The States is where this belongs, for many reasons. The country is too divided to have a uniform abortion law (again, we’re talking about adult women before 20 weeks). Let the States have a crack at it, let’s see what political consensus they can hold for State based bans. Send it to the States, and this will also free the national Republican party from the litmus test on this issue, so we can focus on other issues regarding government.
The personhood of the unborn is not recognized in U.S. law...

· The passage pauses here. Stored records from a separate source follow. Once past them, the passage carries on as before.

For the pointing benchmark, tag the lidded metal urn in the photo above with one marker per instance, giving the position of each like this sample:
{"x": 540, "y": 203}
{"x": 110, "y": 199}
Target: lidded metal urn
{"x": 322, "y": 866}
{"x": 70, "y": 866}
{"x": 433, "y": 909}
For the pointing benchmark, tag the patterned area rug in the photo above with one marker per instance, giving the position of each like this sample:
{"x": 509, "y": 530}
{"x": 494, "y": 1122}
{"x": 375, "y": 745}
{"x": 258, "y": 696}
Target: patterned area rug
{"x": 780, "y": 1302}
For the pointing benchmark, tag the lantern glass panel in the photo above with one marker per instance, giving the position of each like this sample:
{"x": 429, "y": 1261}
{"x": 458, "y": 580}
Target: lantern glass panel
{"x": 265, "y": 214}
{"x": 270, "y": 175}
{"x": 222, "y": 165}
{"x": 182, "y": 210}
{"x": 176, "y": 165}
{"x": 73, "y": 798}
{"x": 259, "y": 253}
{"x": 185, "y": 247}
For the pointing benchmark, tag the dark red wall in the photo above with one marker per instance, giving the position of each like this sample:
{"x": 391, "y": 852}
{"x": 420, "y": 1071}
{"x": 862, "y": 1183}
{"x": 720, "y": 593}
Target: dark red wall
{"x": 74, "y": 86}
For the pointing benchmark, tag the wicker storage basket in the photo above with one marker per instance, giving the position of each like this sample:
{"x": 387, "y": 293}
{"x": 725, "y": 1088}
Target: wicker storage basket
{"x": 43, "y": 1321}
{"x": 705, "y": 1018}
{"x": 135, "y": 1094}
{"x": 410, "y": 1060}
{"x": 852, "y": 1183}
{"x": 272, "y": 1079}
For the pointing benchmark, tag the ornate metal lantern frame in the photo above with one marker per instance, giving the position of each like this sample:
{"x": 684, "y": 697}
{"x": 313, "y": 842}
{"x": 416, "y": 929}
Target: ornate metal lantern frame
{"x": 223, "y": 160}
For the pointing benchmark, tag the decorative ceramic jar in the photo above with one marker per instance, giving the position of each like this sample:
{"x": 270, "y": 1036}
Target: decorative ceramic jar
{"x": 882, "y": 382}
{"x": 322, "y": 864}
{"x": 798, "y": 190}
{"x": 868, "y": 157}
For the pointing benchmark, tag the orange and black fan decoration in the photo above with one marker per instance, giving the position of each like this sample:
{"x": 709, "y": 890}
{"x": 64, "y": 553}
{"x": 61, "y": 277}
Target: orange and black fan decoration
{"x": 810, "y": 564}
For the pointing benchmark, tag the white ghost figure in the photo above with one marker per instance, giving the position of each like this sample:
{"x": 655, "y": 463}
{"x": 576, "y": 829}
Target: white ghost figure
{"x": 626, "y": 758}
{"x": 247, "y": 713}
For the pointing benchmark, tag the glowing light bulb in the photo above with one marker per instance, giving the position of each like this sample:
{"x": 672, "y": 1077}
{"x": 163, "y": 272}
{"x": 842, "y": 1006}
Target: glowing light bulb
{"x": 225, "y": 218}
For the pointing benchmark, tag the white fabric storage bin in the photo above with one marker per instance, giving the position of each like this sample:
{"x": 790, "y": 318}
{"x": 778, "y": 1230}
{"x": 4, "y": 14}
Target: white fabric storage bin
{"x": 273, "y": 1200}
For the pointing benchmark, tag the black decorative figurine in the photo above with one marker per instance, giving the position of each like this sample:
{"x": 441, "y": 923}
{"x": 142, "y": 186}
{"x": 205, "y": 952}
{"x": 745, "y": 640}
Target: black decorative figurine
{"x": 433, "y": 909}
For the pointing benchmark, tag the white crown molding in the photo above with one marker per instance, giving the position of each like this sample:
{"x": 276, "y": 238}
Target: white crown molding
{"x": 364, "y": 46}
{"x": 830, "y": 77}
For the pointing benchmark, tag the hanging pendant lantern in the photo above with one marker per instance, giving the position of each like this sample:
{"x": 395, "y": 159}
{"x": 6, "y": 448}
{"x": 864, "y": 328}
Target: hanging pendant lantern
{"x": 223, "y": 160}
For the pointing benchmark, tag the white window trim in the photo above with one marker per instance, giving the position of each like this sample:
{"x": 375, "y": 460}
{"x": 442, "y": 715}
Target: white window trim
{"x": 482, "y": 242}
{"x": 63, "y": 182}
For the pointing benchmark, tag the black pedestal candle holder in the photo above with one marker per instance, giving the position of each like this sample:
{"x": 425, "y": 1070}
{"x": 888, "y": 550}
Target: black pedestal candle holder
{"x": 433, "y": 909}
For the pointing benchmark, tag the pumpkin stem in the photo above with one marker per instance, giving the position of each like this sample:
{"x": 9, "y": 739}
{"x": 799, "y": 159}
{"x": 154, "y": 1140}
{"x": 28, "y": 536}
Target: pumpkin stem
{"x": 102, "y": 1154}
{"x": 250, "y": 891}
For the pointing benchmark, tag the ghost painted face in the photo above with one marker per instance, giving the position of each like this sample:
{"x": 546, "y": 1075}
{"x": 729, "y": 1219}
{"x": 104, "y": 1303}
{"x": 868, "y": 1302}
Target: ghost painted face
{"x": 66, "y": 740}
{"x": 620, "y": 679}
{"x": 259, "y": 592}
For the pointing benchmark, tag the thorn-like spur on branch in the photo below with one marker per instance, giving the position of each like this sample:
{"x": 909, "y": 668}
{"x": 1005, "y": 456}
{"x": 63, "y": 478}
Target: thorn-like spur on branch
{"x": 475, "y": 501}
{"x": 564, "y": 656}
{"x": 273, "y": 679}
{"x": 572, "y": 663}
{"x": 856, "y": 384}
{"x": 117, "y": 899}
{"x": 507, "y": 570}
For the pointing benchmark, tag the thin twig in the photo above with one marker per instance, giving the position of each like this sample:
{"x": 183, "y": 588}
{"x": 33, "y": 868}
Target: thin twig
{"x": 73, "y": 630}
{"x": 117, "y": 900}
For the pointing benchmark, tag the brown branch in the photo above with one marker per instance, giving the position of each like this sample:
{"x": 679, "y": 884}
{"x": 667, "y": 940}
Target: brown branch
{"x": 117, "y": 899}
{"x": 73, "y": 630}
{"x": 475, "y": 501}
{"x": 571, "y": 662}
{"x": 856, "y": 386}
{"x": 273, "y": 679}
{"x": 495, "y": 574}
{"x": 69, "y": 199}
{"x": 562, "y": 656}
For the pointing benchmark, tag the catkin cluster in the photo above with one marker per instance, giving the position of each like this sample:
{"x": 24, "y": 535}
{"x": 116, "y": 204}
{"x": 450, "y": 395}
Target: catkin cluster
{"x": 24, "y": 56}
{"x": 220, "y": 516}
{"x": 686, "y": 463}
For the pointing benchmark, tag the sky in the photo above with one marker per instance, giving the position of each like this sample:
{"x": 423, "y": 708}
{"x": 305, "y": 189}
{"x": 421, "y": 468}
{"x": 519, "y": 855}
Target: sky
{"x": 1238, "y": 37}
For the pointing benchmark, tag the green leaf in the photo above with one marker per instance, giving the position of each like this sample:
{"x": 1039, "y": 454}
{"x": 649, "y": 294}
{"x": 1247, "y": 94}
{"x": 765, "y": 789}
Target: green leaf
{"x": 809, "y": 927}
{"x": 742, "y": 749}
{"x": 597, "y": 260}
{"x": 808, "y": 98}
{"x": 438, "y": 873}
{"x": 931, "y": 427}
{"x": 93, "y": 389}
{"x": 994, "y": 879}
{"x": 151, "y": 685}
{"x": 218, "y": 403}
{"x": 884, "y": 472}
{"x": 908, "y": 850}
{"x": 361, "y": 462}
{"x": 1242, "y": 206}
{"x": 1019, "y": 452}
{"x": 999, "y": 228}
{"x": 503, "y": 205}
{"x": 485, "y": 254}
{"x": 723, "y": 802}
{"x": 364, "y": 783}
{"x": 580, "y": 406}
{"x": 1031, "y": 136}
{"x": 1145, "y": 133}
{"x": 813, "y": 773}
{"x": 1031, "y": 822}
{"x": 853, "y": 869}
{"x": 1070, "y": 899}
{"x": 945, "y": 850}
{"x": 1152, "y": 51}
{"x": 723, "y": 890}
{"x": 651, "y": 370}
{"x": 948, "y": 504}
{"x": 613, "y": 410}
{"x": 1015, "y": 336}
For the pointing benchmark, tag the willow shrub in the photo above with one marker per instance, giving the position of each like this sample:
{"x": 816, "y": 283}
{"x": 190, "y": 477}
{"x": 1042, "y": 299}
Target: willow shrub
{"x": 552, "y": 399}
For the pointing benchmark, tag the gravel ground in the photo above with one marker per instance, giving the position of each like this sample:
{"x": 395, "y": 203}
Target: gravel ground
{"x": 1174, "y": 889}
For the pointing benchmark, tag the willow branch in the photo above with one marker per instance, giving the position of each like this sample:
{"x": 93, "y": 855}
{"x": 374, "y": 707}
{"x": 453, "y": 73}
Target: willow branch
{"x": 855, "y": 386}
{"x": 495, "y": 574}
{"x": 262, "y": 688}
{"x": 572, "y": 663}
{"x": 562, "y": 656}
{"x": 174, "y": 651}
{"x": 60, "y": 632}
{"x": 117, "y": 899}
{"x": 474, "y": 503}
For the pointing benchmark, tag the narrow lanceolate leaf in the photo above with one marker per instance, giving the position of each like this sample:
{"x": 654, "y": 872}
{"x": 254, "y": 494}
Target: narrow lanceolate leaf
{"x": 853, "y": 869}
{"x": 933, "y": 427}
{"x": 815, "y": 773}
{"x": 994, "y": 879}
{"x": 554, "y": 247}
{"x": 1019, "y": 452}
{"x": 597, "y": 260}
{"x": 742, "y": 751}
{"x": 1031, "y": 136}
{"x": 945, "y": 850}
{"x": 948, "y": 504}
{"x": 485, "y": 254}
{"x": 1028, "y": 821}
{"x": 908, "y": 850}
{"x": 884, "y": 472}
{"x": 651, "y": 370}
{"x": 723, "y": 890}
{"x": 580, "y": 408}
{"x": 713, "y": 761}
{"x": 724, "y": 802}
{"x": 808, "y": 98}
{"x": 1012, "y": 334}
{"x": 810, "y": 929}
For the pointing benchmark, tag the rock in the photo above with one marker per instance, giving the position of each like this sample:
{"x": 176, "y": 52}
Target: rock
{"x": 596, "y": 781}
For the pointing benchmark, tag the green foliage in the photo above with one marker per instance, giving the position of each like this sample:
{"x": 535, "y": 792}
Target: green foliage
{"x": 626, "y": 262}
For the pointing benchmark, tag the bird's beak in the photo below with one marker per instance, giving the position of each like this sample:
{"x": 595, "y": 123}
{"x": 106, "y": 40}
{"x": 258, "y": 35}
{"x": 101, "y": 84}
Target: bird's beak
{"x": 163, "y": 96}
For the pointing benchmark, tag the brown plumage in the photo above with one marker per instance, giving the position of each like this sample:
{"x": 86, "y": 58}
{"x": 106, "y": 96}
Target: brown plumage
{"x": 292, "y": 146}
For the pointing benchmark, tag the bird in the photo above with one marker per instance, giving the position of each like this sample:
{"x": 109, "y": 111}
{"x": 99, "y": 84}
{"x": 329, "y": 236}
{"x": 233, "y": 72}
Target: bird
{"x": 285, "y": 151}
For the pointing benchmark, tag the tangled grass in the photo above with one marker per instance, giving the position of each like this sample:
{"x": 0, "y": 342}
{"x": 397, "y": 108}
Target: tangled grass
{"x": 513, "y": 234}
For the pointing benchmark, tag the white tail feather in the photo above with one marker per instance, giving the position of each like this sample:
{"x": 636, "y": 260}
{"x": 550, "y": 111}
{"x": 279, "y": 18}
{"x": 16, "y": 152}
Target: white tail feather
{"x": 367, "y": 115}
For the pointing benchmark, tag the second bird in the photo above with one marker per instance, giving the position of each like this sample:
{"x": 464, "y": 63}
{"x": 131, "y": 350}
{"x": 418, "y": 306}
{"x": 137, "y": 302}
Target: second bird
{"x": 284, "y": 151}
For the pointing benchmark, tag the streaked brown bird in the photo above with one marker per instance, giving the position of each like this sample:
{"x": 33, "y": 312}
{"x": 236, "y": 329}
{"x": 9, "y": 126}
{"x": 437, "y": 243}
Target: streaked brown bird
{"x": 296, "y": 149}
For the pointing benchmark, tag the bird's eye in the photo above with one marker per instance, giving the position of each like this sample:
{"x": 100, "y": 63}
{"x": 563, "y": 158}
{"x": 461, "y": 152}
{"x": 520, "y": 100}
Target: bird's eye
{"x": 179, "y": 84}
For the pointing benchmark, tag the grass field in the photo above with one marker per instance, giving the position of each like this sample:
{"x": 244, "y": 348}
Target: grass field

That was another one of Harry Blackmun's factual errors, to say nothing of his bizarre and tortured misunderstanding of even basic grammar, logic, science or philosophy. It was not and still is not correct, even currently. See for example Steinberg v. Brown, 321 F. Supp. 741, 745-47 (N.D. Ohio 1970) or Commonwealth v. Cass, 392 Mass. 799, 801, 467 N.E.2d 1324, 1325 (1984) (construing vehicular homicide statute). Even if it were correct, though, and it is not, it might also be that there aren't any cases holding newborn infants to be persons. Does that mean therefore that they are not? Positivist notions of law such as this are alien and completely antithetical to the natural law concepts of the Framers of the Constitution.
Since when does the law create natural persons or the inalienable rights of natural persons? Are natural persons natural persons only by virtue of being recognized by some statute or case law?
Human beings are not persons because they can prove that they should be included as persons under the Fifth and Fourteenth Amendments; they are already included as persons by virtue of their humanity.
Since when do courts have the power or authority to create substantive exceptions to fundamental rights where no such exceptions appear in the Constitution, and where such exceptions abrogate the inalienable rights of natural persons?
Cordially,
Most of us see through Rudy's agreement as nothing but pandering on his part, given he supported Clinton's veto of a PBA ban.
You didn't read my statement. The Declaration of Independence framed the argument by which we based our claim to freedom from the crown. The argument was that we have rights, by God, and that no human authority can justly infringe upon them.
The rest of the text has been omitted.